# Replacement of downlight



## alshymer (Nov 4, 2007)

Hi
In my B694 there are some LED downlights with non changeable bulbs.
As i feel this is somewhat stupid, I am looking for replacement downlighters to fit into a 35mm cut out.
Everything I have looked at seems to be too large, so I wonder if anyone on here has found satisfactory replacements.
Kind regards


----------



## cabby (May 14, 2005)

Looking at some of the prices for bulbs, maybe the cost is not as bad as you think.

cabby


----------



## alshymer (Nov 4, 2007)

*LED Replacement lamps*

Hi
I have been quoted around £25 per fitting!!!
Kind regards
Alshymer


----------



## cabby (May 14, 2005)

Ouch !!!!!!!!!!!!!!!

cabby


----------



## Zebedee (Oct 3, 2007)

Post a couple of pictures - if the bloody forum will let you!!!!

A close-up of a light itself, and a wider view of their position in the van.

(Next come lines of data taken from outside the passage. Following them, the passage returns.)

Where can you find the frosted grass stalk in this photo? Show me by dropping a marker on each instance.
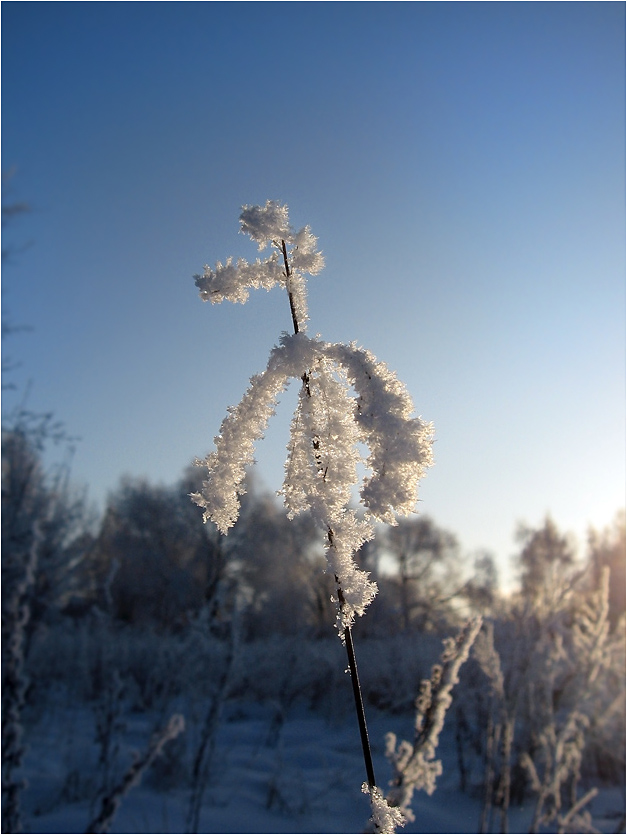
(328, 426)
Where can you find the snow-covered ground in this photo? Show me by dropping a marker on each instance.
(270, 773)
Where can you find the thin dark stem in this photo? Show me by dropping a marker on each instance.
(288, 273)
(348, 637)
(359, 704)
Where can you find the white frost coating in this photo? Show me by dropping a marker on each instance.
(329, 423)
(267, 224)
(230, 282)
(385, 819)
(400, 446)
(414, 765)
(244, 425)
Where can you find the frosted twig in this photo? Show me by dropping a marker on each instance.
(111, 802)
(413, 764)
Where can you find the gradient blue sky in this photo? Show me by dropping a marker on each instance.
(463, 165)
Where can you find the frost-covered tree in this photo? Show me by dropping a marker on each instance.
(346, 398)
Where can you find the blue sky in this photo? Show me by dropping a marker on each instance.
(463, 165)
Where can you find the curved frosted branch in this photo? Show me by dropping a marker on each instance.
(400, 446)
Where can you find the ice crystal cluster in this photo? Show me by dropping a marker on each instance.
(346, 398)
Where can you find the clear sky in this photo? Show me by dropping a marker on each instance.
(463, 165)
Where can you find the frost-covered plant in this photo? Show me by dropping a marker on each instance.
(321, 466)
(414, 764)
(328, 426)
(562, 734)
(111, 802)
(15, 615)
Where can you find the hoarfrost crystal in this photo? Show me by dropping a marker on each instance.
(329, 422)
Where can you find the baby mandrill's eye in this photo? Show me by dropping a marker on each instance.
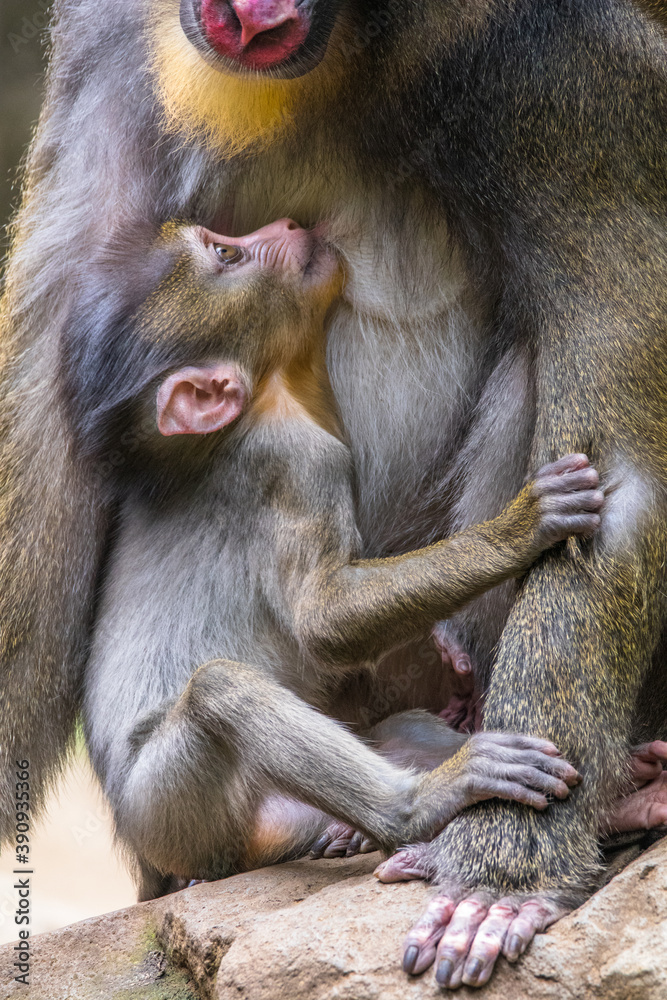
(227, 254)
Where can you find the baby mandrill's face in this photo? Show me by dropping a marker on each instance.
(282, 249)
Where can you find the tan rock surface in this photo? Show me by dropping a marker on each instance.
(338, 937)
(328, 931)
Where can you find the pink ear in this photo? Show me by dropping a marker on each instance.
(200, 400)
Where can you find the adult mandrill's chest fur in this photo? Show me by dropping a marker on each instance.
(406, 345)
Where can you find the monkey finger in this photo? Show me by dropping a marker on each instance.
(569, 482)
(569, 463)
(572, 503)
(579, 524)
(518, 741)
(647, 761)
(354, 845)
(514, 791)
(333, 842)
(556, 767)
(645, 809)
(534, 916)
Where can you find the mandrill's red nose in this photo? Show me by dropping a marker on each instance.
(258, 34)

There are several alternatives, and £25 per fitting sounds like someone's a comedian. Aten Lighting are as good as most, and both Joe (the Dad) and Saul are extremely helpful.

Dave


----------



## alshymer (Nov 4, 2007)

Hi 
Thanks for that again.
Just been in touch with Chris at Premier Motorhomes, who was, as usual extremely helpful and sorted some lights out for me.
Thanks again and thanks to Chris.
Regards
Alshymer


----------